The U.S. industrial real estate market, once dominated by e-commerce giants and traditional retailers, is undergoing a transformative shift. According to a new report from CBRE, the global leader in commercial real estate services and investment, third-party logistics (3PL) providers emerged as the dominant force in leasing activity during the first half of 2025, signing more large industrial space leases than both retail and e-commerce companies combined.
The Rise of 3PL: A New Market Leader
CBRE's data reveals that 3PL firms signed 38 leases for industrial spaces exceeding 100,000 square feet during the first six months of 2025, totaling 28.9 million square feet (MSF). This represents significant growth from the same period last year when 3PLs signed 28 leases. More strikingly, 3PL activity dwarfed both traditional retail/wholesale tenants (28 leases totaling 21.4 MSF) and e-commerce companies (just 7 leases for 4.7 MSF). The contrast is particularly stark when compared to last year's e-commerce leasing activity of 31 deals for 13.2 MSF.
E-Commerce Pullback: Strategic Realignment
The dramatic decline in e-commerce leasing doesn't signal sector weakness but rather reflects strategic reassessment. After years of aggressive expansion, online retailers are prioritizing operational efficiency over warehouse square footage. This maturation phase sees companies optimizing supply chains rather than pursuing physical growth, focusing on sustainable operations and cost management.

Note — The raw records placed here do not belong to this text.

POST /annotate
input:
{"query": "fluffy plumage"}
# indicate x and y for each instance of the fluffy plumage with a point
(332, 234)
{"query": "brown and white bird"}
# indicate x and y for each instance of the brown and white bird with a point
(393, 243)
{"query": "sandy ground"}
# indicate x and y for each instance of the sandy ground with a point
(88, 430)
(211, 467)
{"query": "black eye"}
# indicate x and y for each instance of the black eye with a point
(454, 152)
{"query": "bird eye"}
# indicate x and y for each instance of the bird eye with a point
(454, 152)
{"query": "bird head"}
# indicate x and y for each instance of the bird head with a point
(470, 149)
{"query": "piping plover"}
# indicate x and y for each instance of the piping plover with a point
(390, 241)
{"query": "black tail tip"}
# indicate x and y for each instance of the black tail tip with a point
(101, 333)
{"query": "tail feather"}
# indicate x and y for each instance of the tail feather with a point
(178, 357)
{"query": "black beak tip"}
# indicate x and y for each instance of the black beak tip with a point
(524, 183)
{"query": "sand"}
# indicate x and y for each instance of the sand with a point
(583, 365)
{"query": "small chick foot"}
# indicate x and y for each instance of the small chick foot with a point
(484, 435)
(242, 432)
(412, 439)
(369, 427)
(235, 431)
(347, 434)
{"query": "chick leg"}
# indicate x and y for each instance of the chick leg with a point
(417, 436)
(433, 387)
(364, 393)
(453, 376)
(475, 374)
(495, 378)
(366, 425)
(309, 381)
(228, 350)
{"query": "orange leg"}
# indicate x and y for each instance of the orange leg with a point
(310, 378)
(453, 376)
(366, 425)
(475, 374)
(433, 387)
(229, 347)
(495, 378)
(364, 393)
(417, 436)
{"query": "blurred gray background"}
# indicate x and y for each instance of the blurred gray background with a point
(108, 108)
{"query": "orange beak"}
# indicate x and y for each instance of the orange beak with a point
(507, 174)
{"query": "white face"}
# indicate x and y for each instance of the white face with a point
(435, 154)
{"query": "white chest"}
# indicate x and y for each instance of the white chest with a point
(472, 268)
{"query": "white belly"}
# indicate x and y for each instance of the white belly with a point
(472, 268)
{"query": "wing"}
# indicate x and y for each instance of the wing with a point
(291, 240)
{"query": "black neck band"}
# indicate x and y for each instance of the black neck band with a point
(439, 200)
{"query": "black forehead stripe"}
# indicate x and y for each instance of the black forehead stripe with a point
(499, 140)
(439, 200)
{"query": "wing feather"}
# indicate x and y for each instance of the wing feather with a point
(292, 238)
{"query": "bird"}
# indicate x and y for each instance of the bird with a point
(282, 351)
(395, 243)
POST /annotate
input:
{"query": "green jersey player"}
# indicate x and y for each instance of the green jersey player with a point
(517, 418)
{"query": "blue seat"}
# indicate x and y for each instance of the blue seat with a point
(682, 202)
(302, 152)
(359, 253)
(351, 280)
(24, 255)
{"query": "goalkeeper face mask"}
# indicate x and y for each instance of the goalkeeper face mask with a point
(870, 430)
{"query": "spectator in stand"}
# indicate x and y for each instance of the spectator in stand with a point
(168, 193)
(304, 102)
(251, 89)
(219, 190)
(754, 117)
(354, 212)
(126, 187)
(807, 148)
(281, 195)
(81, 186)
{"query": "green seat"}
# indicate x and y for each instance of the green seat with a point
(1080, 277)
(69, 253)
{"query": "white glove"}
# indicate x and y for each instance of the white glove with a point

Mega-Warehouse Demand Cools
CBRE defines "mega-warehouses" as facilities exceeding 1 million square feet. The first half of 2025 saw just 13 such leases (15.5 MSF), down sharply from 31 deals (34.5 MSF) in 2024. Rising rents and economic uncertainty have prompted tenants to favor smaller spaces and more conservative expansion strategies.
Regional Hotspots Emerge
Southern California's Inland Empire led leasing activity with 14 deals (9.8 MSF), followed by Pennsylvania's I-78/I-81 corridor (9 leases, 6.3 MSF) and Dallas-Fort Worth (7 leases, 5.8 MSF). These logistics hubs continue attracting tenants with their robust infrastructure, strategic locations, and skilled labor pools.
Expert Analysis: The Outsourcing Advantage
James Breeze, CBRE's Global Head of Industrial & Retail Research, attributes 3PL growth to retailers increasingly outsourcing distribution: "This model reduces capital expenditures, provides inventory flexibility, and lets companies focus on core competencies rather than supply chain management."
Future Outlook: Continued Expansion
Breeze anticipates sustained 3PL growth as distribution becomes more specialized and technology-dependent. "We expect 3PLs to dominate million-square-foot leases," he noted, referencing June's data where 6 of 13 mega-leases went to logistics providers. The trend reflects how 3PLs buffer companies against economic volatility while offering cost-effective solutions.
Symbiotic Relationship
The e-commerce decline and 3PL surge aren't contradictory but complementary. As Breeze explains, "E-commerce companies are outsourcing distribution to specialized providers while focusing on product development and customer experience." This division of labor creates efficiencies for both parties.
Strategic Implications
The CBRE report underscores a fundamental market realignment. For businesses, adapting to this 3PL-driven landscape means carefully evaluating partnerships and operational models. In industrial real estate, the shift favors properties near transportation hubs with modern amenities suited for logistics operations.